Estábamos en días pasados comiendo en casa mis hijas y yo, cuando la más pequeña, haciendo alusión a su hermano el mayor, comentó de forma espontánea: “Me gustaría tener la misma suerte que mi hermano”, ¿por qué? Pregunté yo, a lo que ella me respondió: Bueno es que el se ha paseado mucho, ya fue aquí ya fue allá, y ahorita ya anda más allá.

Entonces, me dio pie para comentarle que no era suerte lo que había tenido su hermano. En realidad, era una consecuencia de su tenacidad, dedicación y trabajo.

El, durante toda su educación básica fue siempre de los primeros de su clase, por lo que cuando en la prepa se dio la oportunidad de un viaje al extranjero para que practicaran durante 3 semanas su inglés, tanto su mamá como yo, coincidimos que era una buena forma de reconocerle su esfuerzo, enviándolo a ese viaje.

Por otro lado, cuando entró a la universidad, dentro de lo primero que nos platicó, era que quería hacer un intercambio a alguna universidad en el extranjero, a lo que le dijimos que sí, que era una muy buena idea. Y no esperó a que nosotros le cumpliéramos el sueño, sino que puso manos a la obra, y empezó a hacer sus cuentas, ver los requisitos, las necesidades, habló conmigo para ver con cuanto lo apoyaría, y después de eso, buscó un trabajo y puso mano a la obra.

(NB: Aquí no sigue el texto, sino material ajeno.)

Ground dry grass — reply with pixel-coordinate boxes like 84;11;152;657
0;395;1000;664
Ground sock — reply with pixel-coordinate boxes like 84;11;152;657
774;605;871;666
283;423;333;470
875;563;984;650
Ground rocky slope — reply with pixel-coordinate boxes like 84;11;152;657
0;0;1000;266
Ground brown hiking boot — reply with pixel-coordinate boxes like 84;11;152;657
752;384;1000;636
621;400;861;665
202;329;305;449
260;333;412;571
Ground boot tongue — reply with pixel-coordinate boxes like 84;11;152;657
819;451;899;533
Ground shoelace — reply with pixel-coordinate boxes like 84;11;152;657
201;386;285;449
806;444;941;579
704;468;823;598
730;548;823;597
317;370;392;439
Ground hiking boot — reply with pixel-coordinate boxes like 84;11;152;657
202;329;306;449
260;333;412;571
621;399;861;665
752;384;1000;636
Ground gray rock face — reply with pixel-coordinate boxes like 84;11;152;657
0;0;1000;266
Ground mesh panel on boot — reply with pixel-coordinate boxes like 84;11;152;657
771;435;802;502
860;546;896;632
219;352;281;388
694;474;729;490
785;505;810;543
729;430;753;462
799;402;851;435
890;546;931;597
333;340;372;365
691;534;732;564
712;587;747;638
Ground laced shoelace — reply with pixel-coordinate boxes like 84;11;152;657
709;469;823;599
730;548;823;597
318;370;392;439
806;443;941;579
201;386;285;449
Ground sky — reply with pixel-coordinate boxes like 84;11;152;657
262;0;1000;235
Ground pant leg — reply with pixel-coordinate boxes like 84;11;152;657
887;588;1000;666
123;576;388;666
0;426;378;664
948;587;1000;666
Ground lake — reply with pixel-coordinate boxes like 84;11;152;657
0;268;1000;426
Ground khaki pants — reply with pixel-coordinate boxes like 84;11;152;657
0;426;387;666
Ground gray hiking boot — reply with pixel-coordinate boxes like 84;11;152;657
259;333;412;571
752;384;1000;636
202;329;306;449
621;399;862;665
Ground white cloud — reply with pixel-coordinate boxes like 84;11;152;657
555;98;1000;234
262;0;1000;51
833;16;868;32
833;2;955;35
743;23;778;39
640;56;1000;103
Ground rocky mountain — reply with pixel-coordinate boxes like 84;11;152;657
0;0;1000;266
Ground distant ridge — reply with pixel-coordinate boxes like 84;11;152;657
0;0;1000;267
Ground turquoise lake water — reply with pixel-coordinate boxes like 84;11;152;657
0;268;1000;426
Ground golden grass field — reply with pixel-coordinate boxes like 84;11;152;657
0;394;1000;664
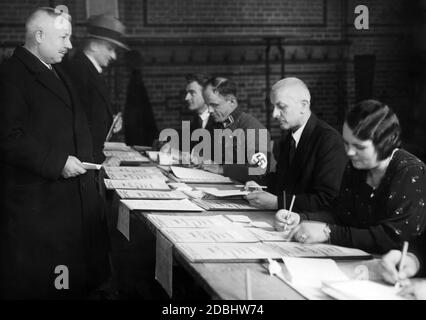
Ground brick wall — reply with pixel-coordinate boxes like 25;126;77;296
0;0;426;156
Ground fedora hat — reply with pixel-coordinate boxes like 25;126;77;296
87;14;130;50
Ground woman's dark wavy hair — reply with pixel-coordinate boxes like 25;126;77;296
345;100;401;160
204;77;237;99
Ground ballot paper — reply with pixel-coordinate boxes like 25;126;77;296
161;226;259;243
322;280;405;300
104;179;170;191
116;189;187;200
107;172;168;181
171;166;232;183
248;228;291;242
283;257;349;288
155;230;173;298
147;214;231;229
104;142;132;151
169;182;192;191
192;199;262;211
81;162;102;170
225;214;251;223
264;242;372;259
103;150;149;162
197;188;250;198
120;199;203;212
104;166;162;174
175;242;274;262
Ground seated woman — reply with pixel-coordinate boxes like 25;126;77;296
379;233;426;300
276;100;426;253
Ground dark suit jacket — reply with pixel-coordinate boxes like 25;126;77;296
272;114;347;212
190;113;219;155
218;107;271;182
0;47;109;299
64;52;113;163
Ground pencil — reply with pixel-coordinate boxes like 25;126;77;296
288;194;296;212
246;269;253;300
283;190;287;210
235;184;267;189
395;241;408;289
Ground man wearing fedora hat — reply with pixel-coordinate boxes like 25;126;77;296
66;15;129;163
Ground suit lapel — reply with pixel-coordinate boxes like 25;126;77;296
37;68;72;109
13;46;72;109
289;114;317;185
78;52;113;117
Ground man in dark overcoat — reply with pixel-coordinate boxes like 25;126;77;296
0;8;110;299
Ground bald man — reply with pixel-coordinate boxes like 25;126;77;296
247;78;347;212
0;8;109;299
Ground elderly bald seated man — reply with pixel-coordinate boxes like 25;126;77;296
246;78;347;212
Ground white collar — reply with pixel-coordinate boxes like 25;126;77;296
291;121;308;148
198;108;210;121
39;58;53;70
84;52;102;73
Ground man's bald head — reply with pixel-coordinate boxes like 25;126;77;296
271;78;311;103
25;8;72;64
270;78;311;131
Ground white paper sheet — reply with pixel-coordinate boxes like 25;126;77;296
104;179;170;190
161;227;259;243
283;257;349;288
117;203;130;241
265;242;371;259
192;199;261;211
81;162;102;170
107;172;168;181
248;228;291;241
104;141;132;151
197;188;250;198
148;214;231;229
176;242;273;262
116;189;187;200
120;199;204;212
103;150;150;162
105;166;162;174
171;166;232;183
155;230;173;298
323;280;405;300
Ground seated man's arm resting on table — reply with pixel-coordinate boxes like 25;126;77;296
0;81;76;180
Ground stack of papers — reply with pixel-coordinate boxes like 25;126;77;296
104;142;133;151
104;150;149;162
105;166;162;174
171;166;232;183
116;189;187;200
192;199;262;211
322;280;405;300
120;199;203;212
161;227;259;243
197;187;250;198
265;242;372;260
107;172;168;181
147;214;231;229
283;257;349;288
104;179;170;191
176;243;274;262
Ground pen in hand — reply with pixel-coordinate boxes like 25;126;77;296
395;241;408;290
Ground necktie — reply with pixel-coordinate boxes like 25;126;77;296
197;116;203;129
50;66;61;80
288;134;296;167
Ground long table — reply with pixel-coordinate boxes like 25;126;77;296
104;172;380;300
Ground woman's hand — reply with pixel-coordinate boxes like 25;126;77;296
398;279;426;300
245;191;278;210
379;250;420;284
274;209;300;231
290;221;330;243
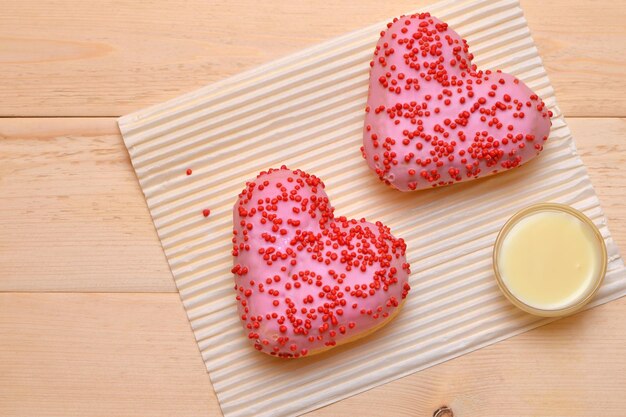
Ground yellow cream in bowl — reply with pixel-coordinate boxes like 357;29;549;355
494;204;606;316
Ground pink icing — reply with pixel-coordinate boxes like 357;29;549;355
361;13;552;191
233;167;410;358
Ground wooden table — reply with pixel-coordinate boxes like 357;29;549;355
0;0;626;417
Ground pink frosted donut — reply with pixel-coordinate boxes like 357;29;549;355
232;167;410;358
361;13;552;191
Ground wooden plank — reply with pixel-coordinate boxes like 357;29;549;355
0;118;626;291
0;119;176;292
0;293;626;417
308;298;626;417
0;293;221;417
0;0;626;116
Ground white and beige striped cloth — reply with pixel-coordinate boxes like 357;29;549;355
119;0;626;417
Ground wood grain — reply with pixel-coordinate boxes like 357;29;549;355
0;0;626;117
0;293;221;417
308;298;626;417
0;118;176;292
0;293;626;417
0;0;626;417
0;118;626;292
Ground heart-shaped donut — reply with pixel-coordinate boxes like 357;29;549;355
232;166;410;358
361;13;552;191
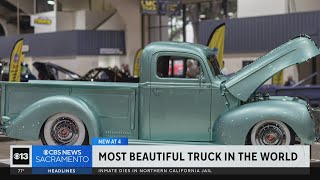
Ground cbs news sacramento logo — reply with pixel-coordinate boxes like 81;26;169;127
10;145;32;167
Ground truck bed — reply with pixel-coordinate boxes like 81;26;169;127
1;80;138;138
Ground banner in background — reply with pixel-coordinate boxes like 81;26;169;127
140;0;181;16
272;70;284;86
9;39;24;82
207;23;225;68
133;48;143;78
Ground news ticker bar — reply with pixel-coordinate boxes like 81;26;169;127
10;138;310;174
10;167;311;175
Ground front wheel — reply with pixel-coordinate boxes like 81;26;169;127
40;113;88;145
250;120;295;145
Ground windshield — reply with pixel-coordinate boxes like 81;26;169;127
208;55;222;76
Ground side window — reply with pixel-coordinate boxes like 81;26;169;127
157;56;201;78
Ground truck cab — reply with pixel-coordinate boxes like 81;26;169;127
140;42;228;142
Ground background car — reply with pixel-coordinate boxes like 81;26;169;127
80;67;139;82
33;62;81;80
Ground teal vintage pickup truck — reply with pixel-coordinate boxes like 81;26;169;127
1;36;320;145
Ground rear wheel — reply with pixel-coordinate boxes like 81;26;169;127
40;113;88;145
249;120;295;145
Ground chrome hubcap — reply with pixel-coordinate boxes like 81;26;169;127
50;117;79;145
255;122;287;145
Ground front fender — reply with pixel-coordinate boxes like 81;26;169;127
212;99;315;145
5;96;100;142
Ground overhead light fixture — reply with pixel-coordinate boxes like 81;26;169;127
47;0;54;5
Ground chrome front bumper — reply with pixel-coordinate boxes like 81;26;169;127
308;107;320;140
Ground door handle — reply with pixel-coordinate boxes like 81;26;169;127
152;88;160;96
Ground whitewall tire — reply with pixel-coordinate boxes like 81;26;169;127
250;120;294;145
41;112;87;145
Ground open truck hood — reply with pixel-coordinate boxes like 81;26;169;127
223;35;320;101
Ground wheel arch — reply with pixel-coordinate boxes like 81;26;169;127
6;96;100;143
212;100;314;145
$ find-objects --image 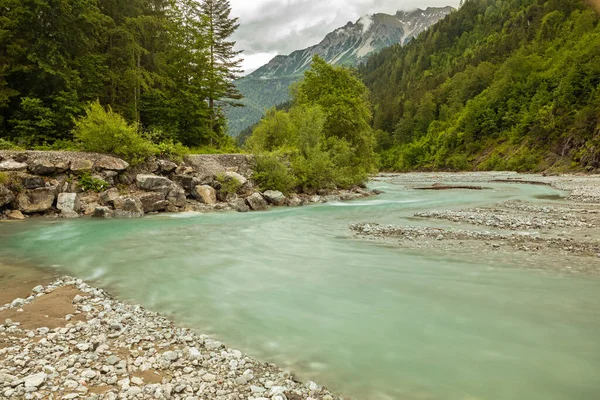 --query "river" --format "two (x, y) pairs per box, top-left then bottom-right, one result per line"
(0, 182), (600, 400)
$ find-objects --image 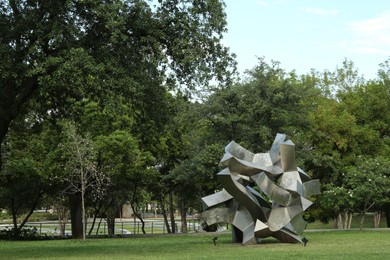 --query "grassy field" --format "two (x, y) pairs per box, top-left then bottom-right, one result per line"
(0, 230), (390, 259)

Antes de las vacaciones de verano el año pasado, recuerdo que un día me comentó: Papá, me quiero ir en vacaciones a Canadá, a lo que yo simplemente “pelé” los ojos, y empecé a hacer cuentas, pero cuando poco a poco me empezó a dar su itinerario y las actividades que iba a hacer, más la forma en como lo había pagado. Me di cuenta que más bien lo que quería era mi consentimiento para irse. Y tras 10 semanas allá, regreso con más dinero del que se llevó.

Así que al cabo de un par de años y tras haber estado persiguiendo su sueño, que ahora era una meta, se llegó el momento de iniciar el viaje al último país del continente.

Y es que, en un mundo como en el que vivimos, donde pareciera que todo lo merecemos, pero poco hacemos para ganarlo, donde pareciera que tomar atajos es lo más sencillo, sin saber que los atajos suelen no llevarnos a donde deseamos. El ejemplo de su hermano, me permitió poder decirles a mis hijas, que ellas pueden seguir sus pasos, y que tienen todas las posibilidades y el derecho de hacer, y por supuesto aquí estará papá para darles un empujón cuando lo necesiten.